Couldn't play along because its too early. Will do a little later today. I don't usually play exercises like these, but this seems like a good way to get these under my hands. I least I could follow it conceptually and by ear. Thanks!
Bartok axis theory maybe i think that is the man who wrote it down as it. And yes Mendelssohn, Chopin, Liszt and many others romantic composers played a lot with augmented or neapolitan 6 and diminished or minor cadences over major. Yeah Barry ruled down for citizens 😂
If you start the scale on C, C#,Eb, E etc. it appears very symmetrical on the keys. If you visualize the notes it's like a "M" shape followed by a "W" shape Each shape has 2 white keys and 2 black keys. Handy for non piano players (me) to play around with this scale and not get lost and play wrong notes. I think I stumbled across the triads hidden within at some point (noodling on a clavinet) but had no idea what to do with the discovery 😅
That’s one of the other (of the 3) diminished scales. The one Adam used in this video scrunches (technical , ha!) around the F, and the other one scrunches around the B. Fun to “see” these different shapes and how the visual and musical proportionalities work out. 🎹😊
Dissonants, Extensions, Alternates OH! MY! Coltrane and Jimmy Page's Radioactive Solo, Tears for Fears Rule the World Solo... This is the STUFF right here. and the Term Melting Faces, I thought I was the only weird one saying such as that.
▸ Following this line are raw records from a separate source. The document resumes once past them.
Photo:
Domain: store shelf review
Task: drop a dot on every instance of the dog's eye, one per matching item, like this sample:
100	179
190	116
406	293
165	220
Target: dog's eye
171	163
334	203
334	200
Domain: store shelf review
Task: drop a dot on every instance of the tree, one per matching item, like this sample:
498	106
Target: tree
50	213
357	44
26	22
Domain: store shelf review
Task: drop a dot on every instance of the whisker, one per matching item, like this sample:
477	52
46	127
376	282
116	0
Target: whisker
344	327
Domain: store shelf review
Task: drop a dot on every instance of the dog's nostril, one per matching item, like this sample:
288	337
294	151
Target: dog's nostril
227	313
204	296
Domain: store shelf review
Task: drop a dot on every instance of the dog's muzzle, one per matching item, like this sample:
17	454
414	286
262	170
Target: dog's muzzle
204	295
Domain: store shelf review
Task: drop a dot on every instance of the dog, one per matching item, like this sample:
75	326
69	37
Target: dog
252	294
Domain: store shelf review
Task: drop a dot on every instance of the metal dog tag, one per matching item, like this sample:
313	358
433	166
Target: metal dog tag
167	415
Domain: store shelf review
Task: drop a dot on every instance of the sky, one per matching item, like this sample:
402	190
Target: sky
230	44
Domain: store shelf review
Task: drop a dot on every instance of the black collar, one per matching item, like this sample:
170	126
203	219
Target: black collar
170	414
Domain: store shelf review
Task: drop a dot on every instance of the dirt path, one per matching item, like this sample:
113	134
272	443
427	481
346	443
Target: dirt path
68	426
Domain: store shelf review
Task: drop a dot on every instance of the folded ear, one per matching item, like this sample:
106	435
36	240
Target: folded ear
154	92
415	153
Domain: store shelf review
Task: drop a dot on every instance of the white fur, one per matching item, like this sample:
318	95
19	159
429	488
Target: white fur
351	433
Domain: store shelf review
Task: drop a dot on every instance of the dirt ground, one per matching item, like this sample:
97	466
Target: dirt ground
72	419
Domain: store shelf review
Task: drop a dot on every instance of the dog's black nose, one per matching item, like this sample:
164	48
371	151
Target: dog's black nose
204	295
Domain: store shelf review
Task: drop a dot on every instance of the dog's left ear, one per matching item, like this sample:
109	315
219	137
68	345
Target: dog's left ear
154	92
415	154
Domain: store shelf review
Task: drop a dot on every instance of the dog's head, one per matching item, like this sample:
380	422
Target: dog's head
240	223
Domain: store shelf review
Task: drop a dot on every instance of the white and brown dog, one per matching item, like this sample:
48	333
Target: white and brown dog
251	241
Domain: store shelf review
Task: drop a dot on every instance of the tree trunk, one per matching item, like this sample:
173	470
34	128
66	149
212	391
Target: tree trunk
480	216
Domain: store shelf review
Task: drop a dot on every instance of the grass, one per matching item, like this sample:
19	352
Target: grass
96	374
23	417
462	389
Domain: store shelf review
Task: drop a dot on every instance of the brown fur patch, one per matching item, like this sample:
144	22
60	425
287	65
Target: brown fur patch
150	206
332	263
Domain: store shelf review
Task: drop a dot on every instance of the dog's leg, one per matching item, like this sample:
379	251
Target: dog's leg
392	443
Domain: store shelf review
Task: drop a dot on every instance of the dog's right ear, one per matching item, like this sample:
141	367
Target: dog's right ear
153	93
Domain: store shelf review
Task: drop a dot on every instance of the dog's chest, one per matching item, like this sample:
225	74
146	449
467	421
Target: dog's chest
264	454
Going from charting some 70 70's and 80's rock tunes into notes for myself in a matter of 3 weeks in 2009, which was a whole lot of major 6ths and 5th Pentatonics (Blues with and without Diminished 5ths), and then 5 years later working on 90's and 00's Rock it was so refreshing to run into sus2/9 (diminished 2nds) that were not mere passing tones. But chordal to the structure of the tunes. Stone Temple, Pilots Foo Fighters.... That explains the inherent darkness or emotional lethargy in the progressions and thus the tunes over all. But it was fun working with.
I'm glad you dislike the half-step/whole-step whole-step/half-step thing, too, Adam. It's one of those things that is staggeringly unhelpful in practical terms.
So, as someone who is completely new to this scale, do you guys agree with this approach to learning it? Edit: I went through this again with more focus and it's amazing. It demystifies "that sound" I've always wondered about. Man! I wish I was younger. :)
This is great. Fantastic content. Please continue. Now the V sounds modern. What about the II and the I in II-V-I ? What can I do that they sound modern, too?
The 2 chord you can make dominant, and use all the dominant scales for that, and for the Major 1 chord, you can play lydian or lydian augmented. For Lydian augmented, you play the melodic minor scale a minor third down, so if you have a C Major 7 chord, you play the A Melodic minor scale. It gives you the #5.
I think Barry Harris talked about this, and he said play the II chord as if it were the V chord (they are very close anyway), and then play the V chord as if it were the tritone substitute. So, for example, in the context of Cm to F7 to Bbmaj7, play the Cm as if it were an F7, then play the F7 as if it were B7. In my opinion, you don't need an altered tone against the I major (in this case, Bbmaj7.) Just make it pretty; the general aim is to release the tension when you get to the I chord.
Dope 🔥 video Adam! Thank you very much! BTW is it possible to make a deep dive into that Chick Corea face melt run his doing at the beginning of this video?